Renate Solbach: Camera inversa
| Klytämnestras Gefangene 19/6
Spätestens an dieser
Stelle musste es für einen Leser heillos werden, heillos verworren. Wer
sollte da noch folgen, der die Entwicklung – spiegelte der Text sie
wider? – nicht miterlebt hatte. Es ging um die Identität (oder war es
die Individualität?) Noras. Schreibend und denkend – das war Nora
besonders wichtig, denn im Leben hielt sie es genauso. »Du verhälst
dich wie eine Schauspielerin, verlierst deine Unmittelbarkeit.« Alles
erschien in einem anderen Licht, da es sich um einen Akt der
Distanznahme zur eigenen Person handelte. Schreibend und denkend setzte
man die Figuren des inneren Personals aus sich heraus, um sie
reflektierend einzuholen. Zusammen mit dem Entwicklungsprozess, den
dieses ›Aus-sich-heraus-setzen‹ in Hinsicht auf die Figuren erzeugte
und damit natürlich auch bezüglich der Entwicklung oder Ausformung der
Psyche. Auf diesem Wege gewann man schreibend Erkenntnis. Die Sache
musste noch einmal – oder vielleicht erst einmal – aufgerollt und
kenntlich gemacht werden. Das bedeutete neu einzusetzen. Und in diesem
Moment setzte auch Noras innere Ruhe wieder ein. Es galt lediglich
fortzufahren und im Fortfahren neu zu beginnen, alles zum Verständnis
Notwendige zu Papier bringen. Die Zeit und die mit ihr einhergehenden
Überlegungen würden die nötige Klarheit schaffen.

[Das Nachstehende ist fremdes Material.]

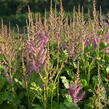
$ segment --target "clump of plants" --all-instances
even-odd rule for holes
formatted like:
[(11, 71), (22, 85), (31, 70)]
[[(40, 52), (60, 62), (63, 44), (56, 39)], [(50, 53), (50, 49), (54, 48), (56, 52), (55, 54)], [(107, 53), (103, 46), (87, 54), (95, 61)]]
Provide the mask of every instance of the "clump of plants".
[(108, 109), (109, 24), (93, 3), (93, 19), (50, 8), (26, 33), (0, 29), (1, 109)]

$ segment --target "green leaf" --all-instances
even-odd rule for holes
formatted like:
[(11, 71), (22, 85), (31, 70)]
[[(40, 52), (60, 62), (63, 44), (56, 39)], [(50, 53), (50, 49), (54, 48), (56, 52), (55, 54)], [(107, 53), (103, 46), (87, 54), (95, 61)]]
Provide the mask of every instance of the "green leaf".
[(62, 83), (64, 84), (65, 88), (68, 89), (69, 88), (69, 81), (67, 80), (67, 78), (65, 76), (61, 76), (62, 79)]
[(83, 85), (83, 87), (87, 87), (88, 83), (85, 79), (81, 79), (81, 84)]
[(5, 78), (0, 75), (0, 91), (3, 88), (3, 86), (5, 85), (5, 82), (6, 82)]
[(109, 66), (106, 68), (106, 72), (109, 74)]

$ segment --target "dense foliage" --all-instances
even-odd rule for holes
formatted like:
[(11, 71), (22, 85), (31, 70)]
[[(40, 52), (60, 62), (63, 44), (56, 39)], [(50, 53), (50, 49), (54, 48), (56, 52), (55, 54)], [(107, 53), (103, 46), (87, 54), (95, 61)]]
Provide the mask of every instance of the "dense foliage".
[[(53, 8), (55, 4), (59, 10), (61, 0), (52, 0)], [(33, 13), (41, 13), (44, 15), (45, 9), (49, 12), (51, 0), (0, 0), (0, 18), (3, 18), (5, 23), (18, 24), (20, 26), (25, 25), (27, 17), (28, 6)], [(78, 6), (84, 7), (84, 12), (87, 14), (88, 10), (93, 12), (93, 0), (62, 0), (66, 13), (72, 12), (74, 7), (76, 11)], [(108, 0), (96, 0), (96, 9), (101, 10), (106, 15), (109, 10)], [(71, 13), (69, 13), (72, 16)]]
[(28, 13), (23, 34), (0, 28), (0, 109), (108, 109), (109, 24)]

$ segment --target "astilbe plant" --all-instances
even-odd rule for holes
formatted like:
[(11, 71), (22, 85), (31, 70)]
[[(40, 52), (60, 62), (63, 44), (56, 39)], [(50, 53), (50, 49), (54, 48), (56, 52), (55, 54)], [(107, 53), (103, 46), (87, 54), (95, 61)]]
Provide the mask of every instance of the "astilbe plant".
[(85, 96), (85, 91), (82, 91), (83, 86), (80, 84), (80, 77), (79, 77), (79, 63), (78, 63), (78, 71), (76, 74), (76, 80), (71, 84), (69, 88), (69, 95), (71, 96), (75, 105), (82, 100)]
[(29, 73), (40, 72), (44, 68), (47, 56), (48, 37), (45, 33), (39, 33), (34, 40), (27, 40), (26, 54)]

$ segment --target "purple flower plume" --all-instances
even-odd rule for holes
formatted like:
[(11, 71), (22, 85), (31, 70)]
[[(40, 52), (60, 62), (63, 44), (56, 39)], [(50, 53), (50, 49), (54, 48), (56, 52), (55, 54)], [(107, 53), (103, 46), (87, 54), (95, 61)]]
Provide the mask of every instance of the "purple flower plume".
[(45, 33), (35, 36), (34, 40), (27, 41), (27, 66), (31, 72), (40, 72), (46, 62), (48, 37)]
[(79, 84), (72, 84), (72, 86), (69, 88), (69, 94), (74, 100), (75, 104), (82, 100), (85, 96), (85, 92), (81, 93), (82, 88), (83, 87)]
[(93, 34), (91, 34), (91, 37), (89, 40), (87, 40), (85, 42), (85, 47), (87, 48), (89, 45), (93, 45), (94, 48), (98, 47), (100, 38), (98, 36), (94, 36)]

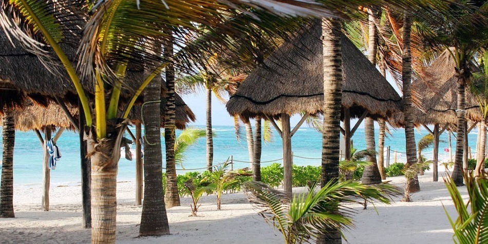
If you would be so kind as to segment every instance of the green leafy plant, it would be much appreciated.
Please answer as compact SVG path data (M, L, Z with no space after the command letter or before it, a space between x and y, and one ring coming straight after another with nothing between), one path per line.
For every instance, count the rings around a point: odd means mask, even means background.
M398 176L399 175L403 175L403 168L405 167L405 164L403 162L396 162L392 164L385 169L385 174L388 177Z
M193 178L187 180L184 185L188 190L190 195L192 197L192 202L190 205L192 208L192 215L190 216L196 216L198 208L200 206L198 204L200 198L205 192L211 193L213 191L215 186L213 184L209 184L203 180L200 180L195 184Z
M279 231L286 244L309 241L328 228L351 226L354 211L340 208L344 204L362 204L364 198L387 204L390 195L399 193L397 188L388 184L366 186L350 181L329 182L317 193L314 185L309 192L293 199L260 182L247 182L244 188L250 201L261 210L259 215Z
M362 172L364 167L370 165L372 163L365 161L368 156L376 155L374 151L364 150L358 151L355 148L351 148L351 159L339 162L339 174L343 180L350 179L359 180L362 177ZM361 170L359 170L361 169ZM361 173L359 173L359 171ZM356 172L357 171L357 172ZM357 177L361 174L361 177Z
M213 186L213 191L217 196L217 209L220 210L222 201L222 193L231 186L238 182L236 177L238 175L250 176L252 174L247 172L243 170L228 171L229 163L225 162L223 165L215 167L213 172L203 180L208 180Z
M470 174L465 177L470 196L466 202L450 177L444 178L444 182L458 213L458 217L453 220L444 208L454 231L454 243L488 243L488 178L486 174L482 173L477 177Z

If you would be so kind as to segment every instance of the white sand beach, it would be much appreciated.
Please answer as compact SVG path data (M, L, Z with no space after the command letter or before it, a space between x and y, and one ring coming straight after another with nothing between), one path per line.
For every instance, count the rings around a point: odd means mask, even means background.
M441 176L444 175L442 173ZM420 192L412 202L396 197L389 206L377 204L377 210L363 210L358 205L355 228L345 233L351 243L453 243L451 226L442 205L455 215L441 179L431 182L432 175L420 177ZM390 177L403 187L403 176ZM466 189L460 188L467 197ZM142 206L134 205L135 184L118 183L117 241L121 243L280 243L277 230L264 222L243 193L226 195L222 210L216 210L215 196L201 200L199 217L189 217L190 199L182 198L181 207L168 210L171 235L139 238ZM90 230L81 227L81 191L79 186L59 186L50 192L50 211L41 212L41 189L15 187L15 218L0 219L0 243L80 243L90 242ZM453 215L454 217L456 215Z

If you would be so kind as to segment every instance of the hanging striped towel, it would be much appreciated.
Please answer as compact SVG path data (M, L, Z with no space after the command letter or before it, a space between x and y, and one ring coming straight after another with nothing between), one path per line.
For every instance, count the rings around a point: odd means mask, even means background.
M56 162L61 159L61 153L52 139L48 141L46 146L47 147L47 151L49 153L49 169L55 170Z

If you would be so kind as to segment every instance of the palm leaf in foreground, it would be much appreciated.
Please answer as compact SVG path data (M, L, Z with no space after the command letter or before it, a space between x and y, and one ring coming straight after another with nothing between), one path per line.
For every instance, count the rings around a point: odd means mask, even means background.
M444 182L451 195L458 216L455 221L447 213L446 215L454 235L454 243L484 243L488 242L488 178L485 174L480 177L470 175L465 177L466 188L470 197L464 202L456 184L450 177ZM471 209L471 211L468 211Z
M244 188L249 201L261 210L259 215L281 233L287 244L310 242L327 228L352 226L355 211L345 204L363 204L364 199L389 204L390 196L399 193L387 184L366 186L350 181L329 182L317 193L314 186L293 199L260 182L246 182Z

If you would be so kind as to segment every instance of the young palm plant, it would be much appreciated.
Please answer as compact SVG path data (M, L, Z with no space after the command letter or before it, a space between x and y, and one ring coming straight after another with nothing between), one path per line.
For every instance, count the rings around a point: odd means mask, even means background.
M323 234L326 228L350 228L355 211L342 207L345 204L362 204L363 198L388 204L390 196L399 193L388 184L366 186L350 181L329 181L316 193L313 186L309 192L292 199L260 182L246 182L244 188L248 198L259 210L259 215L279 231L286 244L310 242Z
M447 218L454 231L453 239L456 243L488 242L488 178L484 173L479 177L470 174L465 178L469 200L465 202L454 179L444 178L458 216L455 220L447 213Z
M236 177L238 176L251 176L252 174L243 170L228 171L229 162L225 162L215 167L215 170L206 179L214 186L214 192L217 196L217 209L220 210L222 202L222 193L230 186L237 182Z

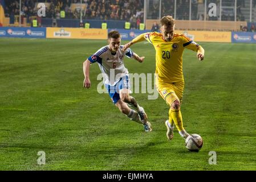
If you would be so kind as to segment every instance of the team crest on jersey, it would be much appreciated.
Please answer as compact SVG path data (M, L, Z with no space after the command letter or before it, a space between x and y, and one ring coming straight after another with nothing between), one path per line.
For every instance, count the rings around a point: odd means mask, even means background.
M177 51L178 48L178 44L174 43L173 44L172 44L172 47L173 51Z
M92 59L94 60L94 61L96 61L97 60L97 56L96 56L96 55L92 55Z

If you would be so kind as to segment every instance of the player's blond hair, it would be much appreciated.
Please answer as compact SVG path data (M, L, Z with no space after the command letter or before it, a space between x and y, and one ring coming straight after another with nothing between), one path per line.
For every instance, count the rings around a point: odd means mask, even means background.
M163 16L160 19L160 26L161 27L163 25L173 27L174 26L174 19L170 15Z
M118 39L121 37L119 32L116 30L112 30L108 33L108 39L113 38Z

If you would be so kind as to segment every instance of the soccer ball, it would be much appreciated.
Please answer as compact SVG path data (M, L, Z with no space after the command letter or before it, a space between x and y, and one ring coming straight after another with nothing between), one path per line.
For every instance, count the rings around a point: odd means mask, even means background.
M199 151L202 147L202 137L198 134L192 134L188 136L185 142L185 146L190 151Z

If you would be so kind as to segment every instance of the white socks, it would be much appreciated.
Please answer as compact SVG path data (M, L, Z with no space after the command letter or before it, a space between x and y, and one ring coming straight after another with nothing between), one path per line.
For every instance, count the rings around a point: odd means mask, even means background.
M136 122L140 124L143 123L138 113L137 113L133 109L131 109L130 111L129 112L129 114L127 115L127 117L131 120L136 121Z

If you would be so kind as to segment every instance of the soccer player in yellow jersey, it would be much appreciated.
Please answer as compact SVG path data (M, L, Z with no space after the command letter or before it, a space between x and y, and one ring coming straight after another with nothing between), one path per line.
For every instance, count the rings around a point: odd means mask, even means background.
M196 51L200 60L204 60L204 49L183 34L174 34L174 20L171 16L160 20L161 33L141 34L126 44L123 50L145 40L153 44L156 49L156 85L161 96L170 106L169 119L165 122L168 139L173 138L174 123L180 135L186 139L189 134L185 130L180 105L184 88L182 73L182 53L185 48Z

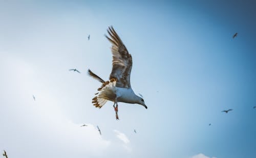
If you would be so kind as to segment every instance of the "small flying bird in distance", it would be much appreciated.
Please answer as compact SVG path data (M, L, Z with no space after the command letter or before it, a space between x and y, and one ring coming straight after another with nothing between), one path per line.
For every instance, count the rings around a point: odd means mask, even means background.
M76 71L78 73L79 73L79 74L80 73L80 72L79 71L78 71L77 70L76 70L76 69L70 69L69 71L73 71L74 72Z
M105 36L112 44L112 70L109 80L105 81L90 69L88 74L102 83L101 86L98 89L98 92L95 94L96 97L92 99L93 105L100 108L108 100L113 102L116 119L119 120L118 102L138 104L146 109L147 107L144 99L134 93L131 85L130 75L133 65L132 55L113 27L109 27L107 31L109 36Z
M226 112L226 113L227 113L227 112L228 112L228 111L231 111L231 110L233 110L233 109L228 109L228 110L223 110L223 111L221 111L221 112Z
M6 151L5 151L5 150L4 150L4 153L3 154L3 155L4 156L5 156L5 157L6 157L6 158L8 158L8 156L7 156L7 154L6 153Z
M101 135L101 132L100 131L100 129L99 129L99 126L97 126L97 128L98 128L98 130L99 131L99 134Z
M234 39L235 37L236 37L238 36L238 33L236 33L233 35L233 39Z

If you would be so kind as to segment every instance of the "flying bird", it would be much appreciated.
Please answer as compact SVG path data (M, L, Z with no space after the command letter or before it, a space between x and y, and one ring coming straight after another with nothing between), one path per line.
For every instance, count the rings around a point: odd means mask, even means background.
M81 125L80 127L83 127L83 126L88 126L88 125L87 125L85 124L84 124L82 125Z
M236 37L238 36L238 33L236 33L233 35L233 39L234 39L235 37Z
M5 157L6 157L6 158L8 158L8 156L7 156L7 154L6 153L6 151L5 151L5 150L4 150L4 152L5 153L4 153L3 154L3 155L4 156L5 156Z
M227 112L228 112L228 111L231 111L231 110L233 110L233 109L228 109L228 110L223 110L223 111L221 111L221 112L226 112L226 113L227 113Z
M98 89L98 92L92 100L96 107L100 108L108 100L114 102L113 107L116 112L116 118L119 120L118 102L138 104L147 107L143 98L136 95L130 83L130 75L133 64L132 56L128 52L125 46L113 27L107 30L109 37L105 36L112 44L112 70L109 80L105 81L90 70L89 74L102 83ZM116 105L115 106L115 105Z
M100 129L99 129L99 126L97 126L97 128L98 128L98 130L99 131L99 134L101 135L101 132L100 131Z
M76 71L78 73L79 73L79 74L80 73L80 72L79 71L78 71L77 70L76 70L76 69L70 69L69 71L73 71L74 72Z

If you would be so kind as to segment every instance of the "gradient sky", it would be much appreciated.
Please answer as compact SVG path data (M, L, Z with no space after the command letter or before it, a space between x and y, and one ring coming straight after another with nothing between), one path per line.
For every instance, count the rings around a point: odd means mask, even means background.
M0 150L10 158L255 157L255 1L0 0ZM111 25L148 107L120 103L119 121L112 102L92 105L100 83L87 74L108 79Z

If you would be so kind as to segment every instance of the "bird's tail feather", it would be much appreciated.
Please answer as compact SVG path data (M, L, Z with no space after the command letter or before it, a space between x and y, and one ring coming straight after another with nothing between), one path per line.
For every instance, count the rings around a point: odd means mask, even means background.
M105 81L104 81L100 77L99 77L97 75L96 75L95 74L93 73L90 69L88 69L88 74L89 74L90 76L92 76L93 78L97 80L98 81L100 81L100 82L101 82L102 83L105 83Z
M95 94L96 96L92 99L93 105L96 107L101 108L108 100L114 101L116 96L115 93L116 83L116 80L115 79L104 82L98 88L99 92Z

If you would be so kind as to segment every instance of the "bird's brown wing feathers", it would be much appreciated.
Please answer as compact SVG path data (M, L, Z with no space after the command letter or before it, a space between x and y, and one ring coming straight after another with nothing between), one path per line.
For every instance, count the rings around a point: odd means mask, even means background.
M133 65L132 56L113 27L109 27L108 32L110 37L105 36L112 43L111 51L113 55L112 71L110 79L117 79L117 87L130 88L131 71Z

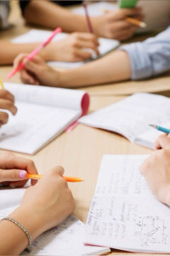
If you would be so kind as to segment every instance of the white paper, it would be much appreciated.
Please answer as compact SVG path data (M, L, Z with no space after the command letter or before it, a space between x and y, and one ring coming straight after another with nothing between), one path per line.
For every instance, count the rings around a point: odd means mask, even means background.
M20 204L26 189L1 189L0 219L14 212ZM60 225L37 237L31 255L91 255L110 252L108 247L84 246L85 224L71 215ZM22 255L30 255L23 252Z
M82 113L84 91L4 84L16 99L17 114L0 130L0 148L34 154Z
M17 37L12 42L18 43L18 44L24 44L24 43L35 43L35 42L42 42L45 41L50 35L51 31L44 31L44 30L38 30L38 29L31 29L27 33L25 33L21 36ZM65 38L68 36L66 33L59 33L54 39L54 42L61 40ZM114 39L107 39L107 38L99 38L99 51L100 56L108 53L109 51L116 49L119 46L120 43L117 40ZM96 59L98 56L94 53L94 50L90 49L86 49L87 51L92 53L93 59ZM92 60L93 60L92 59ZM89 61L92 61L89 60ZM63 62L63 61L48 61L50 66L55 66L60 67L65 67L65 68L74 68L82 66L87 61L76 61L76 62Z
M87 243L170 253L170 208L152 195L139 172L146 157L104 155L86 224Z
M153 148L155 139L162 132L155 131L149 125L170 125L169 117L169 98L149 93L136 93L86 115L79 121L89 126L118 132L131 142Z

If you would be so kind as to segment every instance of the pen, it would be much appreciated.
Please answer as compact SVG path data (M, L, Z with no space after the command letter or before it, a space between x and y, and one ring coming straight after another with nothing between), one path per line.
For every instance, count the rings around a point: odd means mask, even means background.
M42 177L42 174L30 174L30 173L27 174L27 177L31 179L40 179ZM76 177L63 176L63 177L65 177L67 182L71 182L71 183L79 183L83 181L83 179Z
M159 125L150 125L150 127L153 127L153 128L155 128L155 129L156 129L156 130L158 130L158 131L163 131L163 132L165 132L165 133L167 133L167 134L169 134L169 133L170 133L170 130L167 129L167 128L164 128L164 127L162 127L162 126L159 126Z
M91 24L91 21L90 21L90 18L89 18L88 13L87 3L85 3L85 1L83 1L82 5L83 5L83 8L84 8L84 10L85 10L86 20L87 20L87 24L88 24L88 32L89 32L90 33L94 33L94 29L93 29L93 27L92 27L92 24Z
M125 18L125 20L128 21L129 23L134 24L140 27L146 27L146 24L144 21L140 21L137 19L132 18L132 17L127 17Z
M0 76L0 85L1 85L1 89L4 89L4 85L3 84L3 79L1 76Z
M33 59L33 57L43 48L45 47L48 44L51 42L51 40L54 38L55 35L60 33L61 32L61 28L58 27L56 28L51 36L43 43L42 43L40 45L38 45L28 56L27 56L27 61L31 61ZM21 70L24 67L25 64L23 61L14 68L7 77L8 79L9 79L12 76L14 76L18 71Z
M105 8L101 7L101 10L104 12L107 12L108 10L106 10ZM126 17L125 20L128 21L129 23L134 24L140 27L146 27L146 23L144 23L144 21L140 21L137 19L132 18L132 17Z

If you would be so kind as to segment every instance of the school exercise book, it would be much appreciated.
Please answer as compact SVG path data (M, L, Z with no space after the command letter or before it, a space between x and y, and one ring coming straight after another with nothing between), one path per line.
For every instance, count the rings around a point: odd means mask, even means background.
M7 217L20 204L26 189L0 189L0 219ZM85 246L85 224L70 215L58 226L44 232L32 243L31 253L21 255L94 255L110 252L110 248Z
M0 148L34 154L80 116L89 96L83 90L4 83L15 97L15 116L0 129Z
M149 125L170 127L170 99L150 93L136 93L82 117L79 121L120 133L132 143L153 148L155 140L162 132Z
M152 195L139 166L148 155L104 155L86 224L87 244L170 253L170 207Z

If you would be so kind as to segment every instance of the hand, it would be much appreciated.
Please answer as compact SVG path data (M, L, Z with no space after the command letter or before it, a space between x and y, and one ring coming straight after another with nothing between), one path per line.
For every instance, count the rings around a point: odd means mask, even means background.
M75 209L72 194L63 174L61 166L47 172L35 186L26 189L20 207L12 213L14 218L15 214L22 218L33 239L58 225Z
M99 44L97 37L91 33L74 32L66 38L49 44L44 48L44 59L60 61L81 61L92 58L93 49L99 55Z
M128 39L139 27L127 21L125 19L128 16L134 16L141 20L143 19L141 9L122 9L106 11L104 15L92 17L91 20L94 32L99 37L114 38L120 41Z
M170 149L153 152L139 171L156 198L170 206Z
M155 148L167 148L170 150L170 134L163 133L160 135L155 142Z
M17 108L14 106L14 96L6 90L0 90L0 108L10 111L13 115L15 115ZM6 112L0 111L0 127L7 124L8 114Z
M20 71L20 79L25 84L37 85L60 86L60 71L56 71L46 64L39 56L27 61L28 55L20 54L14 62L14 68L21 61L25 62L25 67Z
M32 160L16 156L11 153L0 154L0 185L22 187L26 184L26 173L37 173ZM31 180L34 185L36 180Z

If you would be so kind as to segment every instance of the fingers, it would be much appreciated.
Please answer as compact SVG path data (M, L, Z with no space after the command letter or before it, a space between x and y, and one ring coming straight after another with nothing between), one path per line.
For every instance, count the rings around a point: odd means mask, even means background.
M162 134L155 142L155 149L168 148L170 149L170 135Z
M17 170L17 169L10 169L10 170L2 170L0 169L0 182L6 181L19 181L26 179L27 172L25 170Z

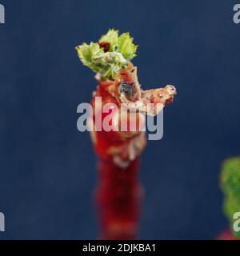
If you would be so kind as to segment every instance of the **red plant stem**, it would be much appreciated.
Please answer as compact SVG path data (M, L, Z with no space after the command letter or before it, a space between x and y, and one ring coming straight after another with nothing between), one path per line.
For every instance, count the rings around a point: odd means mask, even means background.
M107 115L102 107L95 109L95 97L102 97L105 102L115 104L112 111L118 111L118 102L99 83L92 100L93 120L98 128L102 118ZM101 112L101 113L100 113ZM128 122L128 120L126 120ZM128 132L126 132L128 134ZM118 131L96 131L92 133L95 151L98 157L98 185L97 205L98 208L101 238L103 239L134 239L138 234L141 186L138 179L139 154L130 158L134 142L145 142L139 132L122 134ZM142 144L141 144L142 145ZM145 144L142 144L144 147ZM116 160L117 159L117 160Z
M141 186L139 159L125 169L100 158L97 202L103 239L134 239L138 234Z

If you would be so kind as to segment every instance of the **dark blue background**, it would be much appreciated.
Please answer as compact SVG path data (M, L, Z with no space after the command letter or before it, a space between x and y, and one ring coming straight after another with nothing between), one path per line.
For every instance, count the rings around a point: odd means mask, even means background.
M96 82L74 46L130 31L145 89L174 84L164 138L142 158L142 238L212 239L227 226L221 162L239 150L236 1L1 0L1 238L96 238L95 156L76 128Z

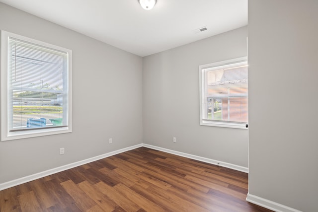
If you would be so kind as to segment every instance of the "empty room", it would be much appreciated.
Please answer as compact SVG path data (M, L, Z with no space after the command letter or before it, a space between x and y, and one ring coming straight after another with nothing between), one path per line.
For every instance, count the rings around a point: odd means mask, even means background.
M0 0L0 212L318 211L317 0Z

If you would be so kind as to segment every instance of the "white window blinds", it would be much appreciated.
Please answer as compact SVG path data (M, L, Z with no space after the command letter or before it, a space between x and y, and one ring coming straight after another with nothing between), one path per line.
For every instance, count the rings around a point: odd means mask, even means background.
M68 53L9 37L9 132L68 125Z
M245 58L200 66L201 124L247 128L247 68Z

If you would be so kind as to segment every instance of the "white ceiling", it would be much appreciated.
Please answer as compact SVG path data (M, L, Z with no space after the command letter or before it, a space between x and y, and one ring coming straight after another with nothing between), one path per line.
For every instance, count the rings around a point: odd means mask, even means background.
M142 57L247 24L247 0L157 0L151 10L138 0L0 2Z

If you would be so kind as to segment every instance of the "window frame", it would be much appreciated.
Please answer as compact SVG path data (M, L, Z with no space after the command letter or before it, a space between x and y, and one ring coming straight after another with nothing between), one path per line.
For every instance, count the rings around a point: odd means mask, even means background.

Noras Gestalt
straffte sich und leichten Herzens und mit federndem Schritt setzte sie
ihren Spaziergang fort, ließ sich, wie man so schön sagt, den Wind um
die Nase wehen und sog den herbstlichen Duft der Bäume ein.
Merkwürdigerweise
begann an dieser Stelle ein anderer (vielleicht doch damit
zusammenhängender) Strang von Überlegungen in ihr Raum zu beanspruchen.
Nicht, dass er nicht schon früher hier oder da aufgetaucht wäre oder
sich im Text niedergelassen hätte. Aber eher chimärisch und
anflugsweise. Nun aber schien es nötig, ihm den gebührenden Platz
einzuräumen. Es handelte sich um Überlegungen zu der Frage: Wofür oder für wen schreibe ich?